Theatre review: Do I Hear a Waltz? at the Park Theatre
PUBLISHED: 17:20 12 March 2014 | UPDATED: 15:42 17 March 2014
With a book by Arthur Laurents adapted from his play ‘Time of the Cuckoo’ and the film ‘Summertime’, music by Richard Rodgers and lyrics by the master lyricist Stephen Sondheim, it should have been a great piece of musical theatre being the first and only time these musical geniuses actually worked together – but somehow the elements just didn’t jell.
John Savournin has brought this curiosity in to our lives and it is a privilege to see one of the least regarded pieces of work in Broadway history for the first time being well received by the Park.

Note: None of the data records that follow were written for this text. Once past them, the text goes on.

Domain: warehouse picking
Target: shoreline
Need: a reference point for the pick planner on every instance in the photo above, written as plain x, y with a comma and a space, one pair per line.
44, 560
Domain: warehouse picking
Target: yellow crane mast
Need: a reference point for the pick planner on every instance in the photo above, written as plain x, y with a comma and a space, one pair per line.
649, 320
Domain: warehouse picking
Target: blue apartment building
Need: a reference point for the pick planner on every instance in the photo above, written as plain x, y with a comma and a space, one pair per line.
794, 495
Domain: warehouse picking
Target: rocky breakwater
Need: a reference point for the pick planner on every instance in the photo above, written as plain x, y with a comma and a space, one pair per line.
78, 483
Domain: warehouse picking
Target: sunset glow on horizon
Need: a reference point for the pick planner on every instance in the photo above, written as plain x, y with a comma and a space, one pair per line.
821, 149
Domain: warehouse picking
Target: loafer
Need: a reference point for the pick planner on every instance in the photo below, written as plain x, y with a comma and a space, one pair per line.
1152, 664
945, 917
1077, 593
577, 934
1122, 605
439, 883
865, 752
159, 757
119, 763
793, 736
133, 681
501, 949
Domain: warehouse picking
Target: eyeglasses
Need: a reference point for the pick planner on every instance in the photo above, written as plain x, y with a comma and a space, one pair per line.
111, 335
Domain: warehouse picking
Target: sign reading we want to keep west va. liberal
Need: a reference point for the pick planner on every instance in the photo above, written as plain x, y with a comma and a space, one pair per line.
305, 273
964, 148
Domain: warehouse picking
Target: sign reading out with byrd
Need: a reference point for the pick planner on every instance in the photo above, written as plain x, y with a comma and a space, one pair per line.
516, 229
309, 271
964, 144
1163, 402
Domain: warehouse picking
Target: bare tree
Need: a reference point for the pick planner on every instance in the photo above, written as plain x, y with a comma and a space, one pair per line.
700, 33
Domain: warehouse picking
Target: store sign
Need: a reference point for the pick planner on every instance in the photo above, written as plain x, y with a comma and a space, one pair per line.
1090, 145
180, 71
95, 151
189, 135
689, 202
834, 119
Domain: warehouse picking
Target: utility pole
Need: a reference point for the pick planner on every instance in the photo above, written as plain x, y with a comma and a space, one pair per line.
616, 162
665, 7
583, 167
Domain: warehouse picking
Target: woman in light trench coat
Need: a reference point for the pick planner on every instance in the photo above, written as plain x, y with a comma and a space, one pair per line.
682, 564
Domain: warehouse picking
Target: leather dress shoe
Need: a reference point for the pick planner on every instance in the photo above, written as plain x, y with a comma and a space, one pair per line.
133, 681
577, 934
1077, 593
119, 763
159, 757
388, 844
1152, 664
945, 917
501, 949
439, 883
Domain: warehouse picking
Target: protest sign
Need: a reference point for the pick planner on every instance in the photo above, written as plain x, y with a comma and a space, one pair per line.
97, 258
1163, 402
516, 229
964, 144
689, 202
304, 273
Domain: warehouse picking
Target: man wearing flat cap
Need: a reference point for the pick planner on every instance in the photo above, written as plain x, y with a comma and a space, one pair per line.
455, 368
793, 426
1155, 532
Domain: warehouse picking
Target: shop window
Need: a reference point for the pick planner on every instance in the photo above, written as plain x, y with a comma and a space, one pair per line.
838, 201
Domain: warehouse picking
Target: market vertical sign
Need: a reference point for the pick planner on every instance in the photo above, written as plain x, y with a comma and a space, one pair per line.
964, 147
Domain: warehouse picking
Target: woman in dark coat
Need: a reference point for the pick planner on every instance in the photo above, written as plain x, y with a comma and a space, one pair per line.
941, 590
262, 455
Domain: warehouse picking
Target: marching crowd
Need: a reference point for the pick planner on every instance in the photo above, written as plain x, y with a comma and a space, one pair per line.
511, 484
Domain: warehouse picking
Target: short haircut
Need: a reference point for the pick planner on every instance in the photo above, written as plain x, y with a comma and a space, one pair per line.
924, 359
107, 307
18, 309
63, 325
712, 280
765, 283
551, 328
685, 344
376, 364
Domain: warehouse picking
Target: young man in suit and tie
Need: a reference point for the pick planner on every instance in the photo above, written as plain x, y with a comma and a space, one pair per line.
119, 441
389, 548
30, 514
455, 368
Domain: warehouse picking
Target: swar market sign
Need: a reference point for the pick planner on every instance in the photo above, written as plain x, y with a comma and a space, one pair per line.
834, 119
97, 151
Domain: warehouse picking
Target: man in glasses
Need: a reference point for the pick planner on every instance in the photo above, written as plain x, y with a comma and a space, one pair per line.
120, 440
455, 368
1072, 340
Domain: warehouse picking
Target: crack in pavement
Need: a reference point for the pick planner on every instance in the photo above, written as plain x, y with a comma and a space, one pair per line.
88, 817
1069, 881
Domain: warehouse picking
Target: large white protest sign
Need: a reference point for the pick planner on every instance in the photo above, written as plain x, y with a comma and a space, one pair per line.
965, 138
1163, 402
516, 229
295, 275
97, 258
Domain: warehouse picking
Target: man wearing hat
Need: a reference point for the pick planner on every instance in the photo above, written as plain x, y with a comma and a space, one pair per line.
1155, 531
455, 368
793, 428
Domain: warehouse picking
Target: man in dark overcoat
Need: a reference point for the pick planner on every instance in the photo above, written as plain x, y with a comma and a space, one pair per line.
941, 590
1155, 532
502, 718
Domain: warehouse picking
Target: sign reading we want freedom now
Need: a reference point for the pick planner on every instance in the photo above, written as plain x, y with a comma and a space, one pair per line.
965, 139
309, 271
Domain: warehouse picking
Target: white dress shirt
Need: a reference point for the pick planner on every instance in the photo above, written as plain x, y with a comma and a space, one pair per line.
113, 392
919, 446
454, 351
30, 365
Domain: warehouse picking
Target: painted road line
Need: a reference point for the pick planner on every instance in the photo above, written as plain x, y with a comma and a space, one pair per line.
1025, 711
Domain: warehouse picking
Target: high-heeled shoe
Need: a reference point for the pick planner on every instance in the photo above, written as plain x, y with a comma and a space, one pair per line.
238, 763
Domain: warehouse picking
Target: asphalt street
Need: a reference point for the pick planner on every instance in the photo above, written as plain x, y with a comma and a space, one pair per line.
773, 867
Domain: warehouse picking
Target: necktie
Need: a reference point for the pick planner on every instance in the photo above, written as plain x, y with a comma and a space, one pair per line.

It is a simple romance about a lonely New York spinster who visits a Venetian Pensione for the holiday of a lifetime, falls in love with a married Italian antique dealer, gets drunk, breaks up with him and goes back to the USA. Although Hepburn made a success of the film version, the story is over simple and without very much emotional depth. There is a lack of charisma between the romantic leads mainly due to the fact that Philip Lee’s rich operatic baritone does not work with Rebecca Beale’s light soprano.
There is a problem with the acoustic of the newly built Park Theatre that makes Sondheim’s lyrics difficult to hear even though many of the cast are from the Charles Court Opera Company and are used to using words to great effect in their Gilbert and Sullivan productions. The wonderful Rose Strobel has no such problem and gives a powerful comedy performance as Fiora, proprietor of the Venetian Pensione in which the play is set. The same can be said of Victoria Ward and Bruce Graham as two of the American visitors who are a delight every time they appear. Also Caroline Gregory and Will Haswell make an enchanting young couple newly in love.
Some of the songs are lovely and the lyrics by Stephen Sondheim have a nice edge to them. There is much to enjoy in this production but one can see the flaws a little too clearly.
Worth seeing for its unique curiosity value – a real collector’s item.